The Good Doctor: Big and Small Screen Incarnations of Sherlock Holmes’s Better Half, Part 2

Watson poster of Jude Law for Sherlock Holmes the movie
It takes multiple incarnations to achieve this level of suave.

Yesterday in Part 1, we examined three Watsons (speaking of which, did you catch The Two Watsons comic?), but there are more modern Watsons yet to peruse.

As I said when we began: this one’s for the lovers of brave soldiers, able medics, and steadfast friends. And here’s to John Watson, who flew that flag before it was cool. This one’s for the other half of the partnership: the narrator, the everyman turned superhero, the teller of tales, the conductor of light. Sláinte.

EDWARD HARDWICKE; The Return of Sherlock Holmes (Granada 1986-1994)

Edward Hardwicke
The seasoned soldier
Brett’s remarkable Sherlock Holmes always possessed an energy that could seem…well, possessed. His smiles were brief flickers soon washed away by freewheeling mental gymnastics, his hands restless, his movements abrupt. Here was a man, one thought, who could use a steadying influence before the intravenous coke won the day. And none could be steadier than Edward Hardwicke, the other half of Granada’s outstanding team of John Watsons.

Hardwicke’s Watson is introduced during “The Empty House,” an unpleasant period for the character to say the least. Three years ago, he lost his closest friend when a gnarled little professor of mathematics lured the foremost champion of the law of his generation to a waterfall in Switzerland and then defeated him in the world’s deadliest arm-wrestling match. Thereafter, Watson’s wife Mary passed on (of what we are not told, but one can assume no waterfalls were involved on this occasion). But he is soldiering on like the veteran he is, and has taken an interest in the murder of Ronald Adair, who was killed under the sort of inexplicable circumstances that would have been right up Sherlock “Give Me Problems, Give Me Cryptograms” Holmes’s alley.

Enter Sherlock “Sorry About That, I Seem to Have Only Been Mostly Dead” Holmes. Hardwicke’s portrayal is inevitably older than Burke’s, calmer; this is a man who has stared death in the face more than once and lived to write about it. His voice is measured, thoughtful, and quietly decisive. He owns a remarkable fez. One has absolutely no trouble picturing him patching people together on the plains of Afghanistan, but he also charms distraught clients and furrows his brow at his resurrected roomie when his roomie makes poor decisions. John Watson is always quintessentially British, and yet there is something more British still about Hardwicke’s incarnation. The histories of naval empires are mapped in his eyes.

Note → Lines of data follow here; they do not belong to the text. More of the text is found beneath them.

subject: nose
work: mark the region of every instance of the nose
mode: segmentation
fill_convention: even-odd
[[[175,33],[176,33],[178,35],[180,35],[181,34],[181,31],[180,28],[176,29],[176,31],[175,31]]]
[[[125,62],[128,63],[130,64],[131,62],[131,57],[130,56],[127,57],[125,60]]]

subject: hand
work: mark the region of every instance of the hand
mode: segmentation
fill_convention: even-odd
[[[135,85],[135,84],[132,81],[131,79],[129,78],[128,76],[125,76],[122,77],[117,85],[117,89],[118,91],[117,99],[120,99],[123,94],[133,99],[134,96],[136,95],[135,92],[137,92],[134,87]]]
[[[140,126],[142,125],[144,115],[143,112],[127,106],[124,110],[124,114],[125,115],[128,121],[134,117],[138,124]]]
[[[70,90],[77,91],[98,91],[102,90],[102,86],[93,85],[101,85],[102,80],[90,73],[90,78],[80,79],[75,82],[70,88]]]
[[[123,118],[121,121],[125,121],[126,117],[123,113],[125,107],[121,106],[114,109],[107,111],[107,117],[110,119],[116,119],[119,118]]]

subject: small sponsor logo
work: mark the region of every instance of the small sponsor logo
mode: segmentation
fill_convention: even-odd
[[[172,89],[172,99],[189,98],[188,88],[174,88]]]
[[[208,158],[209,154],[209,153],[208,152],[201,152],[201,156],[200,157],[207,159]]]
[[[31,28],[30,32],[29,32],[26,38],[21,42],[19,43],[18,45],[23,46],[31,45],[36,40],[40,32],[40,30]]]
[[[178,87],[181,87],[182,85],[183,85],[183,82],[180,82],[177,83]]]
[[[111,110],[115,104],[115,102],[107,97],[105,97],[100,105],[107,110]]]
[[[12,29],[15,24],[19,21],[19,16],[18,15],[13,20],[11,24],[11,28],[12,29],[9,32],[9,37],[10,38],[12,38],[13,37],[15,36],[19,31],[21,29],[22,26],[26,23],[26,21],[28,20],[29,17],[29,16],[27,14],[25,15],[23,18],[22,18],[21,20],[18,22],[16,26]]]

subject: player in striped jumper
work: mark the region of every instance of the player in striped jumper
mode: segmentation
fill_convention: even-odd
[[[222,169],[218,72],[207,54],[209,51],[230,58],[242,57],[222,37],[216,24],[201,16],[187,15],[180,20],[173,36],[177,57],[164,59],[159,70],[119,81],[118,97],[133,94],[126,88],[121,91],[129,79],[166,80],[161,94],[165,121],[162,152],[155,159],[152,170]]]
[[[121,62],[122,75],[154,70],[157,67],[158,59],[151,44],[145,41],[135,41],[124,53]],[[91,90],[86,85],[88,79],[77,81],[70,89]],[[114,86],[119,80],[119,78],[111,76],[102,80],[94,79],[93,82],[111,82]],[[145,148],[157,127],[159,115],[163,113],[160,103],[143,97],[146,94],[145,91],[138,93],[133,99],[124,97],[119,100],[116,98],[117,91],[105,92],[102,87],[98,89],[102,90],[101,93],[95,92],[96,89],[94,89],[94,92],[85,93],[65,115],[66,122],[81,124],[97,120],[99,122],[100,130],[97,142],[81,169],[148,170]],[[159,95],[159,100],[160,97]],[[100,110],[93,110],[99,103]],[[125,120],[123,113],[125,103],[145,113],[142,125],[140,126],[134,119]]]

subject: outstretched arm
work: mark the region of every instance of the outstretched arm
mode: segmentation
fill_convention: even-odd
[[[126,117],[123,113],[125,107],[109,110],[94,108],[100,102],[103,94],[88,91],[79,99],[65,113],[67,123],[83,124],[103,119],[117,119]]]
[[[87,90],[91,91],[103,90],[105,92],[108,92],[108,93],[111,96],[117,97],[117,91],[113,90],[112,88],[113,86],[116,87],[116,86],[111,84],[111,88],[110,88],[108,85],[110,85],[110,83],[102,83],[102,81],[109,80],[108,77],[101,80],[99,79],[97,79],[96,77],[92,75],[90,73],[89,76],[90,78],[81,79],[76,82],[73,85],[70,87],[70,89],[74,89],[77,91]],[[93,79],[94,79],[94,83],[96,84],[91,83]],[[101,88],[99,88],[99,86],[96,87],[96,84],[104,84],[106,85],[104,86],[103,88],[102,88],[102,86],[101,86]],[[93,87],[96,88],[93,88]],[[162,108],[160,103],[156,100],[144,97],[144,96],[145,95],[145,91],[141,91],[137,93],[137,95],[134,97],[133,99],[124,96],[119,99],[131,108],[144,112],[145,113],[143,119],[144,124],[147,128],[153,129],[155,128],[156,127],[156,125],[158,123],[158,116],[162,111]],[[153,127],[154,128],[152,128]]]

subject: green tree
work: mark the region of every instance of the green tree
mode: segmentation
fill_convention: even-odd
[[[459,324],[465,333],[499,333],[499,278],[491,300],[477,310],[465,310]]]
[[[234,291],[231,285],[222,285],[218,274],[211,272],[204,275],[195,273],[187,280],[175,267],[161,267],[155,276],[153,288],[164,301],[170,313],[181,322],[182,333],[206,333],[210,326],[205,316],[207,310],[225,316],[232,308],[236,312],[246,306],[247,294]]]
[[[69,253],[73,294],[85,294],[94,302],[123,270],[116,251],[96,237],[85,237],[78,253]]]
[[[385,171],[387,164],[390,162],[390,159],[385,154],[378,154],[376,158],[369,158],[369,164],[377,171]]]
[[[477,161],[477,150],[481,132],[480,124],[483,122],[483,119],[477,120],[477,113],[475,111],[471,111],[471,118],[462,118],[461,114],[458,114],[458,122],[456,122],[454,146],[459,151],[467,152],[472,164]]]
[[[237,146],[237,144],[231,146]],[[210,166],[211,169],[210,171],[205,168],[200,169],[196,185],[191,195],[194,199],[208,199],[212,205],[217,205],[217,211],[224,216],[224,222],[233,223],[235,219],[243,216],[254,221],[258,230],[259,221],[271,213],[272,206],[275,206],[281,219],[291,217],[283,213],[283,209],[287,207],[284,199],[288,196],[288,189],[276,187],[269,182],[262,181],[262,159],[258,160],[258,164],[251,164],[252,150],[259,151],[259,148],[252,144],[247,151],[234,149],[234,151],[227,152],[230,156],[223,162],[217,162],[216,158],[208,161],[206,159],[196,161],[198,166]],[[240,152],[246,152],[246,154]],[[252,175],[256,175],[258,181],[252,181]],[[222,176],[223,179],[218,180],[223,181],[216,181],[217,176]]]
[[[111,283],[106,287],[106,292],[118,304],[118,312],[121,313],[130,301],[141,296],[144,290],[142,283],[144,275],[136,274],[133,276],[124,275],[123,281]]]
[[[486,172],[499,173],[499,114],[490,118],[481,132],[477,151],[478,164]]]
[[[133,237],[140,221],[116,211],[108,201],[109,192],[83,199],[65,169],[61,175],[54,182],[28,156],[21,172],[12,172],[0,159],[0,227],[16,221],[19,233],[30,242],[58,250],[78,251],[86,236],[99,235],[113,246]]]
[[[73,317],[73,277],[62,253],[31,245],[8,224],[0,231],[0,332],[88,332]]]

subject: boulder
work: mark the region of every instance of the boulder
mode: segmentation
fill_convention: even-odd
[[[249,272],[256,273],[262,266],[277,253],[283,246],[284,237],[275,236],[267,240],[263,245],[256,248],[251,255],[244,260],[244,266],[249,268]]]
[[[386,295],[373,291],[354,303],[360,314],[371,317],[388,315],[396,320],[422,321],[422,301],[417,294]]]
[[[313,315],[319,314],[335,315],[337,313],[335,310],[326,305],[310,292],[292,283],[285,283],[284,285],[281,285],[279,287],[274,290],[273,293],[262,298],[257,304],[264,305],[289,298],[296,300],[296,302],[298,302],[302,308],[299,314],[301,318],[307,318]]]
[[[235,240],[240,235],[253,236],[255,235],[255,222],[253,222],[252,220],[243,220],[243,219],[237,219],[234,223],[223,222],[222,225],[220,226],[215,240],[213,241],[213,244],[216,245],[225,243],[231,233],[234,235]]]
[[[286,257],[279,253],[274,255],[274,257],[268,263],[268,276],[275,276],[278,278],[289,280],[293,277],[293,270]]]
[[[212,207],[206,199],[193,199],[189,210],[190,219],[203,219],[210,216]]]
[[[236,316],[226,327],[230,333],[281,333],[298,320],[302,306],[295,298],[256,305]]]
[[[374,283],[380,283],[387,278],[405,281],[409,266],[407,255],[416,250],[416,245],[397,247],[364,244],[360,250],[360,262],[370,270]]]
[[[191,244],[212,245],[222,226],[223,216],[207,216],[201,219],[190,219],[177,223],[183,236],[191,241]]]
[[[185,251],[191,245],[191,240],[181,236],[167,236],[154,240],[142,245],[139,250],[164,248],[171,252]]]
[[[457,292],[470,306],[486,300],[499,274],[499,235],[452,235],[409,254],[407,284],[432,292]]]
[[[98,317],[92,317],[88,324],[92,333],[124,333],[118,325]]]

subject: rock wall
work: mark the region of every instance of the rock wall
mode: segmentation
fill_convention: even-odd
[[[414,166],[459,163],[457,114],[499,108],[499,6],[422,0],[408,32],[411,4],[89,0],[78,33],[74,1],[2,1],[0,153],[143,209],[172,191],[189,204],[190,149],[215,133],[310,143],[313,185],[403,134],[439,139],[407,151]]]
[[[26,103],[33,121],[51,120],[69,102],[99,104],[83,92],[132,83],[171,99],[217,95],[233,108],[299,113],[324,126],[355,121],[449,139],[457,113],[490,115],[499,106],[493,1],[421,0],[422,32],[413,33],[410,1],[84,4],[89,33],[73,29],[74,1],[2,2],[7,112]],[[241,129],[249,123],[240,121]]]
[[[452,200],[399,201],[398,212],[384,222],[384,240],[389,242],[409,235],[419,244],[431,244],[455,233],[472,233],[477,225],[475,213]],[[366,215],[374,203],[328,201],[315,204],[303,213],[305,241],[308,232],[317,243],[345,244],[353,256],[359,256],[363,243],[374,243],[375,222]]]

Lest I give the impression he’s also stodgy, he isn’t. He can, like all the very best John Watsons, giggle helplessly in an armchair at the smallest provocation. His gravity may be necessary to keep Brett’s wild sleuth from flying off the planet, but he is never a burden—he’s as often a merry co-conspirator as a sounding board, and if you require a stout companion on whose assistance you can thoroughly rely, Hardwicke is your man to the last.

CONCLUSION: Hardwicke is both the equal of Burke and his natural successor; he befits Brett’s portrayal of an older, more troubled Holmes without ever losing the sense that there’s nowhere he’d rather be than Baker Street, or else dashing madly off with the world’s only independent consulting detective.
 

JUDE LAW; Sherlock Holmes and Sherlock Holmes: Game of Shadows (Warner Brothers films, 2009-2011)

Jude Law as Watson
What are you planning, Holmes?
Enter Guy Ritchie’s House of Victorian Steampunkery; its Holmes is Robert Downey Jr. in fine twitchy fettle, and its Watson is the incredibly good Jude Law. I mean incredibly in the literal sense—I cannot believe how good Law’s Watson is. And for a long, lovely laundry list of reasons.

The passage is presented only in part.